Which isn't surprising: as we discussed in "Middle Class Is Shutting Down As Spending By The Rich Remains Robust" when consumers are trading down - as they are doing now due to Biden's runaway inflation - dollar stores see more business.

As a result, Dollar Tree surged as much as 20% on Thursday, the biggest intraday move since October 2020. Evercore ISI said Dollar Tree's move to a "$1.25 price point" last November from $1 “came in the nick of time" adding that "given the broad-based inflationary cost pressures, the 25% price increase drove material sales and margin upside for both the namesake division and the total company," wrote analyst Michael Montani who also said that while freight, transport, and labor headwinds are real, some of the pressure cited by Target last week was likely company specific.

The analyst concluded that the read-across from DG and DLTR is “favorable,” and it seems that the low-end consumer is “hanging in better than initially thought.” Or rather, the middle-class is getting crushed and it has no choice but to trade down to the cheapest retail outlets.

And with countless shorts having piled up and getting massively squeezed, the S&P 500 Consumer Discretionary Index today has risen as much as 5.6%, its best day since April 2020, as optimism on the health of the consumer returns following a string of better-than-expected earnings reports from retailers.
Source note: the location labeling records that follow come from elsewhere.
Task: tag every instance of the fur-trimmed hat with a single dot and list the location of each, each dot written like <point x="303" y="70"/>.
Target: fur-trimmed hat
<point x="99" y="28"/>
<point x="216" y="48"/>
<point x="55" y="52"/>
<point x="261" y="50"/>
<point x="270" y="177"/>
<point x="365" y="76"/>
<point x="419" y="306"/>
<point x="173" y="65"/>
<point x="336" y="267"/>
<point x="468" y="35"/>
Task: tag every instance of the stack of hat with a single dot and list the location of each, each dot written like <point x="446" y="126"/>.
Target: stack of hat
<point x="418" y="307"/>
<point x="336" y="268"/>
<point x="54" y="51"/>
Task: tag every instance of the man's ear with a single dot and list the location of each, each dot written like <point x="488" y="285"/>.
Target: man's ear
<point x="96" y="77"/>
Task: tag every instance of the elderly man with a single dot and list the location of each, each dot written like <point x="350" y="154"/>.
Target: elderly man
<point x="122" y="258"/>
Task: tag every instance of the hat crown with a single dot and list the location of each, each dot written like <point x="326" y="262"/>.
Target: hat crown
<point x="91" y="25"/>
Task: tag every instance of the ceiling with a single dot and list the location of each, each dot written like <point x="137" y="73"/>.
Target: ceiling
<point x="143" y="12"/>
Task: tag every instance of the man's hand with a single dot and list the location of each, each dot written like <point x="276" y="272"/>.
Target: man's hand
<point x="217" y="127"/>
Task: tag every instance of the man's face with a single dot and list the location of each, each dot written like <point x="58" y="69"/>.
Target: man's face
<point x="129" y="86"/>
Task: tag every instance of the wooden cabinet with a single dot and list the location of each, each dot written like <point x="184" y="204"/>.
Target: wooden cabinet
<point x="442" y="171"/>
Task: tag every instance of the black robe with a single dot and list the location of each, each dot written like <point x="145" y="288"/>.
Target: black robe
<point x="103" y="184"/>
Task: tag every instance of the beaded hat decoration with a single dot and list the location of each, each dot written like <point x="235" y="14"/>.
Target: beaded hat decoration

Top performers in the S5COND index include Dollar Tree, Dollar General, Norwegian Cruise, Caesars Entertainment and Carnival; the Discretionary Index is on pace for its best week since March 18, when the group climbed 9.3%; the index sank 7.4% as Walmart and Target reports spooked investors. The index is still down almost 30% YTD.

"Retail earnings are bullish.... with four blow-outs,” said Vital Knowledge’s Adam Crisafulli, referring to quarterly reports from Williams-Sonoma, Macy’s, Dollar General, and Dollar Tree.  “The overall retail industry is experiencing stark changes and the market is incorrectly conflating these shifts with underlying demand weakness when the actual health of the consumer is much better than it seems,” Crisafulli says, although there are many - this website included - who wholeheartedly disagree with his optimistic view of the US consumer.

Remarkably, thanks to today’s rally, even Burlington Stores, which sank as much as 12% in premarket on disappointing results, is trading up as much as 11% and some say, the rally helped reverse the earlier tumble in NVDA shares.

The discretionary group is also getting a boost from airline operators Southwest and JetBlue, helping travel-related names, while on the economic front, better-than-expected personal consumption (for the revised Q1 GDP print). and jobless claims may be adding to the bullishness according to Bloomberg.